Perempuan cantik dengan kerutan yang menjadi perhiasan diwajahnya itu tidak mengetahui secara pasti mengapa tanaman kopinya menjadi menurun kualitas dan kuantitasnya semenjak tanaman sawit  telah masuk mendominasi perkampungan. Namun, dia tau pasti jika ada perubahan sebelum dan setelah perkebunan sawit skala besar milik PT. Ciptamas Bumi Selaras itu masuk ke perkampungan. Jika selama ini dia sebagai perempuan yang telah puluhan tahun tinggal dan mengelola tanah di Dusun Kulik Sialang merasakan perbedaan udara yang semakin panas, jalan rusak, hama babi menyerang hingga permukiman, debit air berkurang dan keruh jika hujan turun, maka kali ini Musleha mengaku perubahannya telah merambat pada kualitas dan kuantitas hasil panen kopinya yang menurun.

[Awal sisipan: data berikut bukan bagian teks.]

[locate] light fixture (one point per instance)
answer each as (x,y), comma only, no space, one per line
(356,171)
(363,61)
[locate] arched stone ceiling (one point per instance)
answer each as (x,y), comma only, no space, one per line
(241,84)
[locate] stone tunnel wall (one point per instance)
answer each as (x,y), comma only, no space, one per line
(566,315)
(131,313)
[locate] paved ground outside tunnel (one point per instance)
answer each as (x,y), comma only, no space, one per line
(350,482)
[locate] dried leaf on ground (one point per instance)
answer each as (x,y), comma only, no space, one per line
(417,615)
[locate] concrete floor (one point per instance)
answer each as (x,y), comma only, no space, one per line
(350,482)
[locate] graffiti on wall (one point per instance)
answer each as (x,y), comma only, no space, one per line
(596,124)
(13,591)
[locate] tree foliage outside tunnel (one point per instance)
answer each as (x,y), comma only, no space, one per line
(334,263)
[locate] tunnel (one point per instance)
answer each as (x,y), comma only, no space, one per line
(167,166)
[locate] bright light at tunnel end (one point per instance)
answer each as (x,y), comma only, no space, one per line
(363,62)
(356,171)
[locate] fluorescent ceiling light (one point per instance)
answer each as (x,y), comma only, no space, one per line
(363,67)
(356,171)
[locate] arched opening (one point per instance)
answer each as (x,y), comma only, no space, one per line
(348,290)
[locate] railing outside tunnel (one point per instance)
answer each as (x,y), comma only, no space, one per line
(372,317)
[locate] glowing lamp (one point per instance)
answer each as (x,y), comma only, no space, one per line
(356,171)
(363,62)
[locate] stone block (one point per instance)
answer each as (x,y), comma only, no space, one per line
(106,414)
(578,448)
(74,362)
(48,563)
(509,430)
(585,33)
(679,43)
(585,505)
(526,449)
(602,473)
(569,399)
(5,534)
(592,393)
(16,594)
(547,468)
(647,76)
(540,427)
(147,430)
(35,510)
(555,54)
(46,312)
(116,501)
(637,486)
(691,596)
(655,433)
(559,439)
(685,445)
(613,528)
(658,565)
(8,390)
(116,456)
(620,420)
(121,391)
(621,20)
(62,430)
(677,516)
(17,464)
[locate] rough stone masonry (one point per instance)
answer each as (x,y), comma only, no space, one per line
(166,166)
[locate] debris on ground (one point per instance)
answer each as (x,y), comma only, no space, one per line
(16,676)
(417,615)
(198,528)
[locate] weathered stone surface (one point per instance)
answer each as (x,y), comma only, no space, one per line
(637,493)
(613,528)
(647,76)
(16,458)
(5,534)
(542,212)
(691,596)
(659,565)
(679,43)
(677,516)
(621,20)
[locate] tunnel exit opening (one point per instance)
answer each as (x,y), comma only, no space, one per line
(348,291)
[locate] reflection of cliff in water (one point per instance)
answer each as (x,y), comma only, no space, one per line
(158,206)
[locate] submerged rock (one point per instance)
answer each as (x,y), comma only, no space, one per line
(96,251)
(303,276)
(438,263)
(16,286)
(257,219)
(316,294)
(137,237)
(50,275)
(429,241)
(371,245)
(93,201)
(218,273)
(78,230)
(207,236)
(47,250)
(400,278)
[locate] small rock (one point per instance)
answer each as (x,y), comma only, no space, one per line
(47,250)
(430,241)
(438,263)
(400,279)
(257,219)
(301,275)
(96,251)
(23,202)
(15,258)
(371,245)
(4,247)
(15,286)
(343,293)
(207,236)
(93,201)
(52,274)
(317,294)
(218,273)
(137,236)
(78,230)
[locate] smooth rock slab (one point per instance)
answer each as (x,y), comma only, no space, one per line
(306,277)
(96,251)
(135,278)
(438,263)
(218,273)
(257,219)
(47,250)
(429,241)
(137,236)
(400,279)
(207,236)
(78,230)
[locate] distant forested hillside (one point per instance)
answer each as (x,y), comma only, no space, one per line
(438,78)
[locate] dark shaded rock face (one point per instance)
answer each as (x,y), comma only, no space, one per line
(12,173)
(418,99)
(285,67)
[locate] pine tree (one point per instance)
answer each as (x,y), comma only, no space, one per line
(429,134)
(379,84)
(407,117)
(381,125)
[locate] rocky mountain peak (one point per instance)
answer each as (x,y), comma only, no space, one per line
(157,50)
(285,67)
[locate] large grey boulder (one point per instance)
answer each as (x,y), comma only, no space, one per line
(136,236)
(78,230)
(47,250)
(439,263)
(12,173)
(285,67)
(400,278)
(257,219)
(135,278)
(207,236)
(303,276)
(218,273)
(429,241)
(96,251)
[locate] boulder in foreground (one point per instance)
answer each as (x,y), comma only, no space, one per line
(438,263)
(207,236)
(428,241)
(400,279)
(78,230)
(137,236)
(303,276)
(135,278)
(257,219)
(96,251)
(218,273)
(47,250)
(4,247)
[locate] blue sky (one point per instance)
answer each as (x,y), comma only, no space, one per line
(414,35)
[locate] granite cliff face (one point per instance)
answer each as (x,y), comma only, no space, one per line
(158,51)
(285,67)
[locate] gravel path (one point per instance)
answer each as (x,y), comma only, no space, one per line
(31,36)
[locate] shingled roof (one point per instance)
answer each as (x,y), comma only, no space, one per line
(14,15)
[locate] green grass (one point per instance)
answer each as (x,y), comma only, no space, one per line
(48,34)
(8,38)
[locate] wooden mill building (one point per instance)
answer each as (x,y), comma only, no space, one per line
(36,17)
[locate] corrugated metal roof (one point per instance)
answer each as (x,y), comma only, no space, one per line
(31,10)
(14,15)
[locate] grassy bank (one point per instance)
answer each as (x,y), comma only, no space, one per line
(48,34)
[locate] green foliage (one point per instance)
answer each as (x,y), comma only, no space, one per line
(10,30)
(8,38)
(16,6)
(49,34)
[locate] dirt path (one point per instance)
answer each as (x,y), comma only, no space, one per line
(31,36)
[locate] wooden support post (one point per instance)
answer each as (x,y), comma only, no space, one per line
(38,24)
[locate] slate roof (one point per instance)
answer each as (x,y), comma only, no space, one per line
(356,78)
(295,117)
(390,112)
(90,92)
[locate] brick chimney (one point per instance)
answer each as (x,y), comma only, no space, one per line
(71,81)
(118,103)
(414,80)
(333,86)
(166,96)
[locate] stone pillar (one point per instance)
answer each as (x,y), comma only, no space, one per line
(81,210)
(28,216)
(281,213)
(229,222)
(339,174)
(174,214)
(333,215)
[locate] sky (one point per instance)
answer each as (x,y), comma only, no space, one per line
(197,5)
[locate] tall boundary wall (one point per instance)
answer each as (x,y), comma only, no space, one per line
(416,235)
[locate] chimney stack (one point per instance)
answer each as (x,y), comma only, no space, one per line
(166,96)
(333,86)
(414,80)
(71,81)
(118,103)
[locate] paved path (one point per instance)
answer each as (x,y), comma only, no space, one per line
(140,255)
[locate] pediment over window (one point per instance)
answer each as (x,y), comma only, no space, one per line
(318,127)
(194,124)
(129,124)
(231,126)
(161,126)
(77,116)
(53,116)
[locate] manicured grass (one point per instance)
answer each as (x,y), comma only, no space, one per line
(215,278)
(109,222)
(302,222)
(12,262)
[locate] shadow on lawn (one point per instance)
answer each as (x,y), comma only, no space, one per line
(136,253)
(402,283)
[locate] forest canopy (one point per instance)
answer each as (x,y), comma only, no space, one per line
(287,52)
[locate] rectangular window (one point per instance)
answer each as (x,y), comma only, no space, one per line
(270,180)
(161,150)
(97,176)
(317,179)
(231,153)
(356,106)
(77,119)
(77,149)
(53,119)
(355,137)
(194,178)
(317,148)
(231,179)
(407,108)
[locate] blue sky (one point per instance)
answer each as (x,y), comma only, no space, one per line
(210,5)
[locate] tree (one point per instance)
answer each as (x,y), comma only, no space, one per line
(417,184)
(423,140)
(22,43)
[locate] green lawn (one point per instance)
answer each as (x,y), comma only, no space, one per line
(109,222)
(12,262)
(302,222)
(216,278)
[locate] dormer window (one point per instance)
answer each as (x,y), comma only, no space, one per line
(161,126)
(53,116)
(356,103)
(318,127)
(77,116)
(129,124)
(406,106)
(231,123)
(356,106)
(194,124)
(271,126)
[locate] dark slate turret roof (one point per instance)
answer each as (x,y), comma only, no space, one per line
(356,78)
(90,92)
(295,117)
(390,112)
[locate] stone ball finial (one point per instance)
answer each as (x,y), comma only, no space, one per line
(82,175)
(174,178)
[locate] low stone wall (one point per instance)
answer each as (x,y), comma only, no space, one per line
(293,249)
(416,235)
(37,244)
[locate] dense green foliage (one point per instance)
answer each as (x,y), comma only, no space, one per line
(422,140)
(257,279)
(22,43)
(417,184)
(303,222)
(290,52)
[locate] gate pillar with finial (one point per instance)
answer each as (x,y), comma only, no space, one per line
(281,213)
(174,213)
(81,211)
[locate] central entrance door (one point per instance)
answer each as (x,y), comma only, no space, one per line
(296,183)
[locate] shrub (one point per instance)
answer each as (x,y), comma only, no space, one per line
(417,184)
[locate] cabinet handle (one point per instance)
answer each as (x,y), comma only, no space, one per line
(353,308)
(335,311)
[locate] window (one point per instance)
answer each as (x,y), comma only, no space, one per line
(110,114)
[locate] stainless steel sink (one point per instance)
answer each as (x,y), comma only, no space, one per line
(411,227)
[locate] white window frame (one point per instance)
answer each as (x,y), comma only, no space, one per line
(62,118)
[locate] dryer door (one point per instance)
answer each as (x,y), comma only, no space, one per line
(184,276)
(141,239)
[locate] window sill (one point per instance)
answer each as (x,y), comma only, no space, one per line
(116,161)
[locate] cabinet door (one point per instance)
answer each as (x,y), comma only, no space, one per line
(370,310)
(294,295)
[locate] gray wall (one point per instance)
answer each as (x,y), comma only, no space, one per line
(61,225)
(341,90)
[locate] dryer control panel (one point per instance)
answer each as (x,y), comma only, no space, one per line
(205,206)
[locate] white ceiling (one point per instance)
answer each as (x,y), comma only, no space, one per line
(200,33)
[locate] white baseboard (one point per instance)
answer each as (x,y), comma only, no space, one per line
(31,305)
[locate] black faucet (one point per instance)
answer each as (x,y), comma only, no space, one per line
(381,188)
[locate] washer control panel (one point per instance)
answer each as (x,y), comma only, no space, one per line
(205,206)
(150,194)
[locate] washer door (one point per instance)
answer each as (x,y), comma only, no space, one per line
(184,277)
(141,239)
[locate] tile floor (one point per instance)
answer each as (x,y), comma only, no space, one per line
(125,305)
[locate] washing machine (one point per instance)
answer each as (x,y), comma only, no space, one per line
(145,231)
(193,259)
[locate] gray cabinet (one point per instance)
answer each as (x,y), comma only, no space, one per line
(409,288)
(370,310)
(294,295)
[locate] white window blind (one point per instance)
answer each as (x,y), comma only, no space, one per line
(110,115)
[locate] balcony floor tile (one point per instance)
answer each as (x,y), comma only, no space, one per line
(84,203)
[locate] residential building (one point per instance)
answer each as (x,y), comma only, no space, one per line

Ansori, Kepala Desa Muara Dua juga mengalami penurunan kuantitas hasil panen kebun kopinya. “Tahun ini hasil panen tidak sampai 15 ton. Padahal panen sebelumnya bisa sampai 15 ton sekali panen. Bahkan selalu terjadi penurunan setiap kali panen”, ungkapnya sambil menghembuskan asap yang diyakini memiliki rasa.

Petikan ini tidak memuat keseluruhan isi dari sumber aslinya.